Loci where DNA methylation is indirectly targeted by mobile sRNAs (class B) exhibit similar characteristics to loci that are directly targeted (class A). (A) Non-CG (CHG and CHH) context B loci are significantly enriched in TEs and in promoters containing TEs but are depleted in promoters that do not contain TEs, genes, and CDSs. Very few CG context loci were identified. (B) Non-CG context B loci target most classes of TEs but show most significant association with classes of type 1 retroelement. They also, less strongly, target some type 2 DNA element classes. y-axis units normalize the feature/locus overlap by both sum of feature size and sum of methylation locus size, which permits comparison between columns.
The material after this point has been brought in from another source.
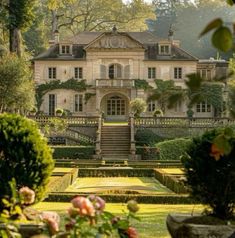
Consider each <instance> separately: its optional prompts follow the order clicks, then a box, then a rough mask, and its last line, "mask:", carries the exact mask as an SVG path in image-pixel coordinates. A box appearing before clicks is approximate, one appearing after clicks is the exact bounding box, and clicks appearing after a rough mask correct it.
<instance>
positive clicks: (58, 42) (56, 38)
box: [54, 30, 60, 44]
These units are the number of annotated features per total MB of named feature per total MB of methylation in the locus class. Significance levels: #, 0 < P < 10⁻⁵; +, 10⁻⁴ < P < 10⁻⁵; *, 10⁻³ < P < 10⁻⁴; !, 10⁻² < P < 10⁻³; blue, underrepresented; red, overrepresented (relative to background). Numbers of loci assessed are given in parentheses.

Fig. 5.

C24-derived sRNAs can target DNA methylation de novo at unmethylated regions of the Col-0 genome. Three such de novo loci are shown in AnnoJ genome browser (www.annoj.org) screenshots. The screenshots display sRNA reads and methylated cytosine residues (mCs) for graft combinations C24/C24, Col/Col, and C24/Col. Results from two independent biological replicates, suffixed 1 and 2, are shown for each graft combination. Note the groups of sRNA reads present only in C24/C24 and C24/Col, which correlate with the presence of mC. Red and green sRNAs indicate that they map to the Watson (W) and Crick (C) strands, respectively. Gold, blue, and pink mC positions indicate methylation in the CG, CHG, and CHH contexts, respectively.